The interpretation of the laws is the proper and peculiar province of the courts. A constitution is in fact, and must be regarded by the judges as, a fundamental law. It therefore belongs to them to ascertain its meaning as well as the meaning of any particular act proceeding from the legislative body. If there should happen to be an irreconcilable variance between the two, that which has the superior obligation and validity ought, of course; to be preferred; or, in other words, the Constitution ought to be preferred to the statute, the intention of the people to the intention of their agents.

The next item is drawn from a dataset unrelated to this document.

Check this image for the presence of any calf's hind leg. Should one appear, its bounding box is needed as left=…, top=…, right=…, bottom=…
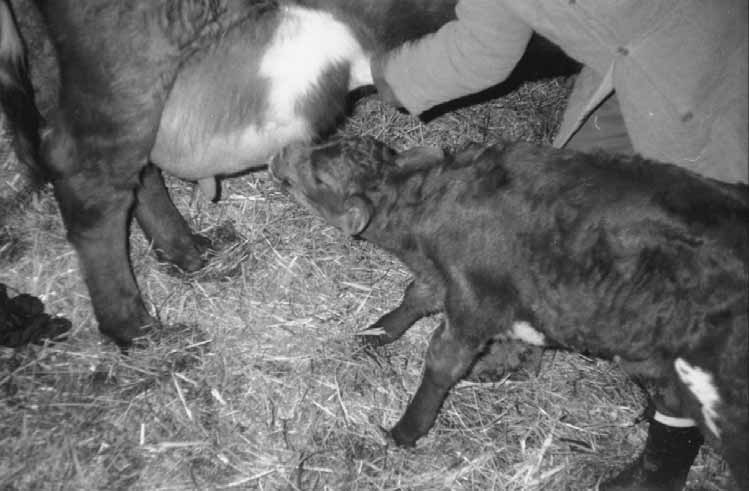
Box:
left=135, top=164, right=211, bottom=272
left=390, top=320, right=483, bottom=447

Nor does this conclusion by any means suppose a superiority of the judicial to the legislative power. It only supposes that the power of the people is superior to both, and that where the will of the legislature, declared in its statutes, stands in opposition to that of the people, declared in the Constitution, the judges ought to be governed by the latter rather than the former. They ought to regulate their decisions by the fundamental laws rather than by those which are not fundamental.

This exercise of judicial discretion in determining between two contradictory laws is exemplified in a familiar instance. It not uncommonly happens that there are two statutes existing at one time, clashing in whole or in part with each other, and neither of them containing any repealing clause or expression.

In such a case, it is the province of the courts to liquidate and fix their meaning and operation. So far as they can, by any fair construction, be reconciled to each other, reason and law conspire to dictate that this should be done; where this is impracticable, it becomes a matter of necessity to give effect to one in exclusion of the other. The rule which has obtained in the courts for determining their relative validity is that the last in order of time shall be preferred to the first.

But this is mere rule of construction, not derived from any positive law but from the nature and reason of the thing.

It is a rule not enjoined upon the courts by legislative provision but adopted by themselves, as consonant to truth and propriety, for the direction of their conduct as interpreters of the law.

They thought it reasonable that between the interfering acts of an equal authority that which was the last indication of its will, should have the preference. But in regard to the interfering acts of a superior and subordinate authority of an original and derivative power, the nature and reason of the thing indicate the converse of that rule as proper to be followed.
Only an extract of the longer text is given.